Case ID: f-appx_57/html/0172-01.html
Source: Caselaw Access Project
Author: {"author": "PER CURIAM.", "license": "Public Domain", "url": "https://static.case.law/"}
Date Created: 2024-08-24T03:29:51.129683

Anely Wossenylesh TEGEGN, Petitioner, v. U.S. IMMIGRATION & NATURALIZATION SERVICE; John Ashcroft, Attorney General, Respondents.
    No. 02-1265.
    United States Court of Appeals, Fourth Circuit.
    Argued Jan. 24, 2008.
    Decided March 12, 2003.
    ARGUED: Donald Louis Schlemmer, Washington, D.C., for Petitioner. Michele Yvette Frances Sarko, Office of Immigration Litigation, Civil Division, United States Department of Justice, Washington, D.C., for Respondents. ON BRIEF: Robert D. McCallum, Jr., Assistant Attorney General, Emily Anne Rad-ford, Assistant Director, Office of Immigration Litigation, Civil Division, United States Department of Justice, Washington, D.C., for Respondents.
    Before WILKINSON, MICHAEL, and GREGORY, Circuit Judges.
    Affirmed by unpublished PER CURIAM opinion.
   OPINION

PER CURIAM.

Anely Wossenylesh Tegegn, a native and citizen of Ethiopia, petitions for review of an order of the Board of Immigration Appeals (Board) denying her application for asylum and withholding of deportation. We have reviewed the administrative record and find that substantial evidence supports the Board’s conclusion that Tegegn failed to establish a well-founded fear of persecution as necessary to qualify for relief from deportation. 8 U.S.C. § 1105a(a)(4)(1994); 8 C.F.R. § 208.13(b)(2)(iii)(2002); Huaman-Cornelio v. Board of Immigration Appeals, 979 F.2d 995, 999 (4th Cir.1992); M.A. v. INS, 899 F.2d 304, 307 (4th Cir.1990) (en banc). She therefore could not meet the higher standard for withholding deportation. See INS v. Cardozo-Fonseca, 480 U.S. 421, 431-32, 107 S.Ct. 1207, 94 L.Ed.2d 434 (1987).
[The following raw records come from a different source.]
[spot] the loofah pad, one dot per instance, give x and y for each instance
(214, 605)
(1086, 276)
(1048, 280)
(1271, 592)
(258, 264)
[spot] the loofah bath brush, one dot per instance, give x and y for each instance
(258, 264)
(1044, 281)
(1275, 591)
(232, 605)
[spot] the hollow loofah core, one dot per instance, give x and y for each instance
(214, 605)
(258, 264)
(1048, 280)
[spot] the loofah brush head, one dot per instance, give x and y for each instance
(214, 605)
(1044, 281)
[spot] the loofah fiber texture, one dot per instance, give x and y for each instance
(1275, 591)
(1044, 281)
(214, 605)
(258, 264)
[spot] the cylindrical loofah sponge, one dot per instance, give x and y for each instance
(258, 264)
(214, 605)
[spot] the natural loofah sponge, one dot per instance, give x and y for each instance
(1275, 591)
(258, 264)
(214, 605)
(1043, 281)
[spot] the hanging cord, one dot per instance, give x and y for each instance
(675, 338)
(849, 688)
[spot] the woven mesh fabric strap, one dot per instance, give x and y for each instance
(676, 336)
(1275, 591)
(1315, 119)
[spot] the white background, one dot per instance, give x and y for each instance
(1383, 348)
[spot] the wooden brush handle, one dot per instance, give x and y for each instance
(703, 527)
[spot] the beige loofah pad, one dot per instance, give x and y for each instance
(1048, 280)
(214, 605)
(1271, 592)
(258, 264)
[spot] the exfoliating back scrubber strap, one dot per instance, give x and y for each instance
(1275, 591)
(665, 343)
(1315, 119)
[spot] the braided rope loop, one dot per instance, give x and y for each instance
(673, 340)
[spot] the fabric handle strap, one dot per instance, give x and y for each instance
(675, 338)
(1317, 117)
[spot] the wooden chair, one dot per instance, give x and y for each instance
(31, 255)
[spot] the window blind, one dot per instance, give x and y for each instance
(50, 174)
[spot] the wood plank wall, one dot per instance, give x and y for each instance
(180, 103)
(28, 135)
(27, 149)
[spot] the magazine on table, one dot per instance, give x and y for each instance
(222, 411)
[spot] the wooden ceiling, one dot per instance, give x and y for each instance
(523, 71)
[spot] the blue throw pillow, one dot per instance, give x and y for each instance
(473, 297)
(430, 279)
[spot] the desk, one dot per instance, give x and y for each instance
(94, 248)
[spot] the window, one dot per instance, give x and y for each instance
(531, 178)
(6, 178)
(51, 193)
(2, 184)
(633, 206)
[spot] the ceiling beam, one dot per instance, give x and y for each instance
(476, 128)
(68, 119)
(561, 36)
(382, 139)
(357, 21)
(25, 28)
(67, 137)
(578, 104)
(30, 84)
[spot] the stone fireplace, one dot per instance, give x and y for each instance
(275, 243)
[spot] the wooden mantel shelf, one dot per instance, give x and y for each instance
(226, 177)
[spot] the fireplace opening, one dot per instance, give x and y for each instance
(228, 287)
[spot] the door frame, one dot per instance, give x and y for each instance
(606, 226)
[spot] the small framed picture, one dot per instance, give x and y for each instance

Accordingly, we affirm the court’s order.

AFFIRMED. 
      
       We note that 8 U.S.C. § 1105a(a)(4) was repealed by the Illegal Immigration Reform and Immigrant Responsibility Act of 1996 (IIRI-RA) effective April 1, 1997. Because this case was in transition at the time the IIRIRA was passed, 8 U.S.C. § 1105a(a)(4) is still applicable here under the terms of the transitional rules contained in § 309(c) of the IIRIRA.